By Marjorie Kelly
Reviewed by Bob Kenny
Marjorie Kelly, co-founder and publisher
of Business Ethics magazine, has written a provocative book.
It is direct, simple, and possibly brilliant. In this clearly
written work, Kelly articulates an argument for economic
democracy alongside political democracy. Hoping to ground
important corporation reform in the "larger project
of democracy," Kelly suggests that major public corporations
have evolved into something more massive and more powerful
than our democratic forebears dreamed possible. (As Kelly
points out, the word corporation itself appears nowhere
in the Constitution.)
The Divine Right of Capital (Berrett-Koehler,
2001) artfully examines some of the possible ills underlying
current economic and business woes. The main culprit, Kelly
says, is shareholder primacy, the corporate drive to make
profits for shareholders, no matter the cost. This, she
argues, is an irrational remnant from earlier times, when
aristocracies reigned. Although America has created a political
democracy, we have not yet created economic democracy. Our
forbears rejected the divine right of kings as the natural
order; in much the same way, we need to reject the divine
right of capital as the natural order.
The author proposes that we change the basis
of capitalism, not abolish it. Until the American Revolution,
government largely served the interests of monarchs. The
Revolution did not abolish government, but it did significantly
alter the basis of sovereignty on which government rested.
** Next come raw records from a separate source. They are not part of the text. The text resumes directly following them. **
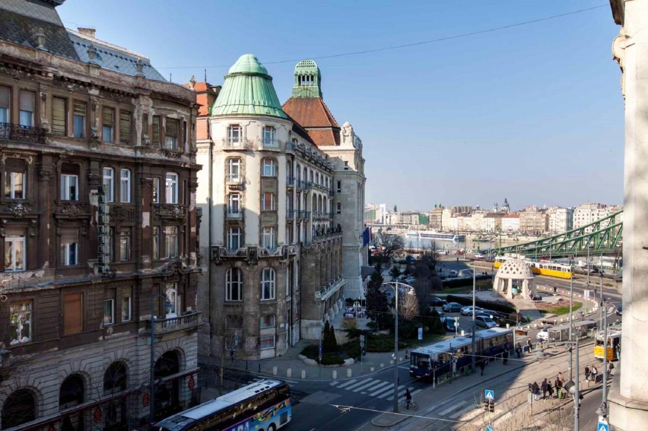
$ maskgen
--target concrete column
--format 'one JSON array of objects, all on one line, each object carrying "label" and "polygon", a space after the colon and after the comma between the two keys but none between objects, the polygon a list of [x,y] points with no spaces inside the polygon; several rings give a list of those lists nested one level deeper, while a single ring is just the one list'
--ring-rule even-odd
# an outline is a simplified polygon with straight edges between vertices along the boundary
[{"label": "concrete column", "polygon": [[614,22],[623,26],[612,42],[612,53],[621,69],[621,93],[625,96],[621,294],[626,314],[617,368],[621,378],[613,380],[608,399],[610,424],[626,431],[648,423],[648,3],[610,3]]}]

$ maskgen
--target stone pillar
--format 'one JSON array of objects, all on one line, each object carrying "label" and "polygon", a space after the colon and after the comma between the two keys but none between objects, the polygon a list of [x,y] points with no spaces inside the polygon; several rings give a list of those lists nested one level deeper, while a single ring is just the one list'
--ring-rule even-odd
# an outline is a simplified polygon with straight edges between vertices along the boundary
[{"label": "stone pillar", "polygon": [[[608,397],[610,424],[617,430],[648,423],[648,2],[612,0],[614,22],[623,26],[612,42],[625,96],[623,201],[623,316],[620,371]],[[641,424],[643,424],[642,425]]]}]

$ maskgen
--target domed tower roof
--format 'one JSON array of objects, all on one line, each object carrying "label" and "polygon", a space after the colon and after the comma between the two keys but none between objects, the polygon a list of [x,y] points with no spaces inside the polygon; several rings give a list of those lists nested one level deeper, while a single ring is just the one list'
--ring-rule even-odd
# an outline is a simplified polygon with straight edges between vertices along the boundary
[{"label": "domed tower roof", "polygon": [[529,264],[519,259],[505,260],[497,271],[496,277],[508,280],[526,280],[533,278],[533,272]]},{"label": "domed tower roof", "polygon": [[288,118],[268,70],[253,55],[244,54],[225,75],[211,116],[249,114]]}]

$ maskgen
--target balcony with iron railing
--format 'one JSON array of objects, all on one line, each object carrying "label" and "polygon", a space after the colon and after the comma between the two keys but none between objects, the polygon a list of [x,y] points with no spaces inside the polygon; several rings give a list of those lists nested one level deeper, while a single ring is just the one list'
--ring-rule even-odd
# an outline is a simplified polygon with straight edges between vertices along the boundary
[{"label": "balcony with iron railing", "polygon": [[[176,317],[155,319],[153,321],[156,335],[163,334],[175,331],[185,331],[197,328],[200,323],[201,311],[191,311]],[[151,321],[147,321],[148,330],[151,330]]]},{"label": "balcony with iron railing", "polygon": [[45,144],[45,129],[12,123],[0,122],[0,139],[32,144]]}]

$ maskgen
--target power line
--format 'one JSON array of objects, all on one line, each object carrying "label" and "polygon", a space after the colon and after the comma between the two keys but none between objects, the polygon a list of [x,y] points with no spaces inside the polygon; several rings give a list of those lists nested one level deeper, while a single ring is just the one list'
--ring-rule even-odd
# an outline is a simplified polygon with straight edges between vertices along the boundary
[{"label": "power line", "polygon": [[[503,25],[498,27],[492,27],[491,28],[487,28],[486,30],[480,30],[474,32],[470,32],[468,33],[461,33],[460,34],[455,34],[454,36],[445,36],[444,38],[437,38],[437,39],[431,39],[430,40],[419,41],[418,42],[412,42],[411,43],[403,43],[402,45],[396,45],[389,47],[382,47],[381,48],[375,48],[373,49],[365,49],[360,51],[351,51],[350,52],[341,52],[339,54],[331,54],[326,56],[319,56],[318,57],[308,57],[309,60],[323,60],[325,58],[335,58],[338,57],[348,57],[350,56],[360,55],[362,54],[369,54],[371,52],[378,52],[380,51],[386,51],[393,49],[400,49],[402,48],[409,48],[410,47],[416,47],[421,45],[426,45],[428,43],[435,43],[437,42],[442,42],[446,40],[451,40],[452,39],[459,39],[460,38],[467,38],[468,36],[476,36],[477,34],[483,34],[485,33],[490,33],[492,32],[499,31],[500,30],[505,30],[507,28],[512,28],[513,27],[518,27],[522,25],[527,25],[528,24],[534,24],[535,23],[540,23],[543,21],[548,21],[550,19],[555,19],[556,18],[560,18],[564,16],[568,16],[570,15],[575,15],[576,14],[581,14],[584,12],[588,12],[590,10],[594,10],[594,9],[599,9],[603,7],[608,7],[609,5],[608,4],[599,5],[598,6],[594,6],[590,8],[586,8],[584,9],[579,9],[577,10],[572,10],[572,12],[565,12],[564,14],[559,14],[557,15],[552,15],[551,16],[546,16],[542,18],[537,18],[536,19],[531,19],[530,21],[523,21],[519,23],[515,23],[515,24],[509,24],[507,25]],[[291,60],[279,60],[276,61],[264,61],[264,64],[281,64],[282,63],[294,63],[295,61],[299,61],[300,60],[304,60],[304,58],[293,58]],[[157,67],[157,69],[215,69],[220,67],[230,67],[231,65],[224,65],[218,66],[168,66],[166,67]]]}]

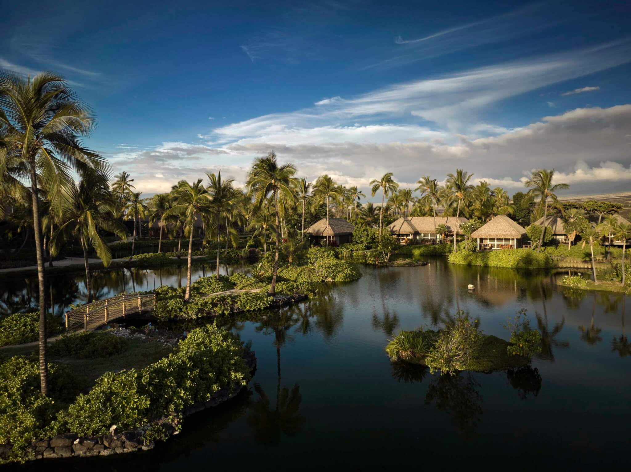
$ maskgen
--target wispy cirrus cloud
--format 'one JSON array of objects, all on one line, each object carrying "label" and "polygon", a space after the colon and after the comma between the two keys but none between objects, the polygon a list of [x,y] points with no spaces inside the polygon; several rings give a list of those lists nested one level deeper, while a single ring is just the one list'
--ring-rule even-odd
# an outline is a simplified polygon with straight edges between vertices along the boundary
[{"label": "wispy cirrus cloud", "polygon": [[583,87],[582,88],[575,88],[569,92],[562,93],[561,96],[567,96],[568,95],[575,95],[577,93],[584,93],[585,92],[593,92],[600,90],[600,87]]}]

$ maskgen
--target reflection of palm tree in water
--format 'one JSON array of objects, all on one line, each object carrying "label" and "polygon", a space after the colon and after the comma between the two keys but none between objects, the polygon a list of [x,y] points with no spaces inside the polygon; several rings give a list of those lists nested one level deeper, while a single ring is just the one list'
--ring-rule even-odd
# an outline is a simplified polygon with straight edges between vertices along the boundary
[{"label": "reflection of palm tree in water", "polygon": [[293,435],[300,432],[304,422],[300,414],[300,387],[296,384],[291,391],[286,387],[281,389],[280,347],[288,338],[287,331],[298,322],[293,313],[282,310],[280,313],[270,314],[256,327],[258,331],[267,334],[273,331],[274,344],[276,348],[276,408],[271,409],[269,399],[259,384],[254,390],[259,394],[259,400],[250,408],[247,422],[256,431],[257,440],[266,446],[276,446],[280,442],[280,434]]},{"label": "reflection of palm tree in water", "polygon": [[600,331],[602,331],[599,328],[594,326],[594,314],[596,312],[596,294],[594,294],[594,304],[592,307],[592,319],[591,323],[589,325],[589,328],[586,329],[585,326],[581,325],[579,326],[579,330],[582,333],[581,335],[581,338],[587,344],[594,345],[599,341],[601,341],[603,338],[600,337]]},{"label": "reflection of palm tree in water", "polygon": [[627,338],[627,335],[625,333],[624,297],[622,298],[622,316],[620,321],[622,324],[622,335],[617,339],[615,336],[613,337],[613,340],[611,341],[611,350],[618,351],[618,354],[620,357],[626,357],[627,355],[631,355],[631,346],[629,345],[628,340]]},{"label": "reflection of palm tree in water", "polygon": [[547,295],[543,284],[540,283],[541,289],[541,304],[543,306],[543,319],[536,311],[534,312],[537,317],[537,328],[541,333],[541,352],[537,355],[540,359],[546,359],[554,362],[554,354],[552,352],[552,347],[565,348],[570,347],[570,343],[567,341],[559,341],[555,338],[558,335],[563,327],[565,325],[565,317],[561,317],[560,323],[555,325],[552,331],[550,330],[550,326],[548,324],[548,309],[546,308],[546,299]]}]

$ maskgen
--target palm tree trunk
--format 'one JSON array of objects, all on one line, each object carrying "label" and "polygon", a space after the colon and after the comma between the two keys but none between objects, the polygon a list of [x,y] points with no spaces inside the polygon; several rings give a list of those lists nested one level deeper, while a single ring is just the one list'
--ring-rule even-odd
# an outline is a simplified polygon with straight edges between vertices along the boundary
[{"label": "palm tree trunk", "polygon": [[131,240],[131,254],[129,255],[129,260],[134,256],[134,246],[136,245],[136,215],[134,215],[134,236]]},{"label": "palm tree trunk", "polygon": [[189,298],[191,297],[191,256],[193,253],[193,230],[194,227],[191,228],[191,237],[189,238],[189,256],[188,256],[188,263],[186,268],[186,294],[184,295],[184,301],[187,302]]},{"label": "palm tree trunk", "polygon": [[274,231],[276,235],[276,244],[274,248],[274,272],[272,274],[272,284],[269,285],[269,291],[268,292],[268,295],[272,296],[276,295],[276,277],[278,273],[278,246],[280,246],[280,239],[278,237],[278,195],[276,190],[274,191],[274,212],[276,214],[276,231]]},{"label": "palm tree trunk", "polygon": [[90,303],[92,301],[90,291],[90,265],[88,263],[88,251],[85,247],[83,247],[83,265],[85,266],[85,289],[88,292],[88,303]]},{"label": "palm tree trunk", "polygon": [[627,239],[622,241],[622,286],[625,286],[625,251],[627,250]]},{"label": "palm tree trunk", "polygon": [[[50,241],[52,241],[52,223],[50,223]],[[48,250],[48,267],[52,267],[52,253],[50,252],[50,248]]]},{"label": "palm tree trunk", "polygon": [[180,228],[177,232],[179,233],[179,238],[177,239],[177,258],[180,259],[182,257],[182,234],[183,233],[182,228]]},{"label": "palm tree trunk", "polygon": [[[543,221],[543,222],[545,222],[545,220]],[[596,284],[598,281],[596,278],[596,264],[594,263],[594,245],[591,241],[589,241],[589,250],[592,253],[592,272],[594,273],[594,283]]]},{"label": "palm tree trunk", "polygon": [[[329,195],[326,196],[326,229],[329,229]],[[329,247],[329,235],[326,235],[326,247]]]},{"label": "palm tree trunk", "polygon": [[31,196],[33,201],[33,230],[37,259],[37,281],[39,285],[39,370],[42,394],[48,395],[48,366],[46,364],[46,294],[44,284],[44,257],[42,255],[41,225],[39,219],[39,199],[37,197],[37,175],[35,156],[31,156]]},{"label": "palm tree trunk", "polygon": [[218,231],[218,231],[217,231],[217,267],[216,267],[216,268],[215,268],[215,272],[216,273],[216,275],[217,275],[217,280],[219,280],[219,251],[221,250],[219,248],[220,241],[220,239],[219,238],[219,231]]},{"label": "palm tree trunk", "polygon": [[[543,245],[543,236],[546,233],[546,219],[548,217],[548,197],[545,197],[546,204],[543,207],[543,224],[541,225],[541,235],[539,238],[539,247],[537,248],[537,251],[541,250],[541,246]],[[594,273],[596,273],[594,272]]]},{"label": "palm tree trunk", "polygon": [[[456,219],[458,219],[460,217],[460,199],[458,199],[458,208],[456,210]],[[454,224],[454,252],[458,251],[458,246],[456,245],[456,226]]]},{"label": "palm tree trunk", "polygon": [[384,199],[386,198],[386,190],[381,193],[381,208],[379,210],[379,242],[381,242],[381,217],[384,216]]}]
The powerful idea in this book is that we consider doing
the same with the corporation and create "a new democratic
vision of capitalism, not as a system for capital, but a
system of capital," where all people are allowed to
accumulate capital according to their productivity, and
capital is not the only thing that is served by the capitalistic
system. Kelly argues for completing the democracy that our
country's founders began—by building democratic
principles into not only our political institutions, but
our economic institutions as well.
The author envisions a rethinking of our economic
system, based on democratic principles, not on the principle
of maximum returns to shareholders. The intriguing aspect
of her approach is that it would give shareholders, employees,
management, and society a new and different moral lens through
which to view decisions and dividends.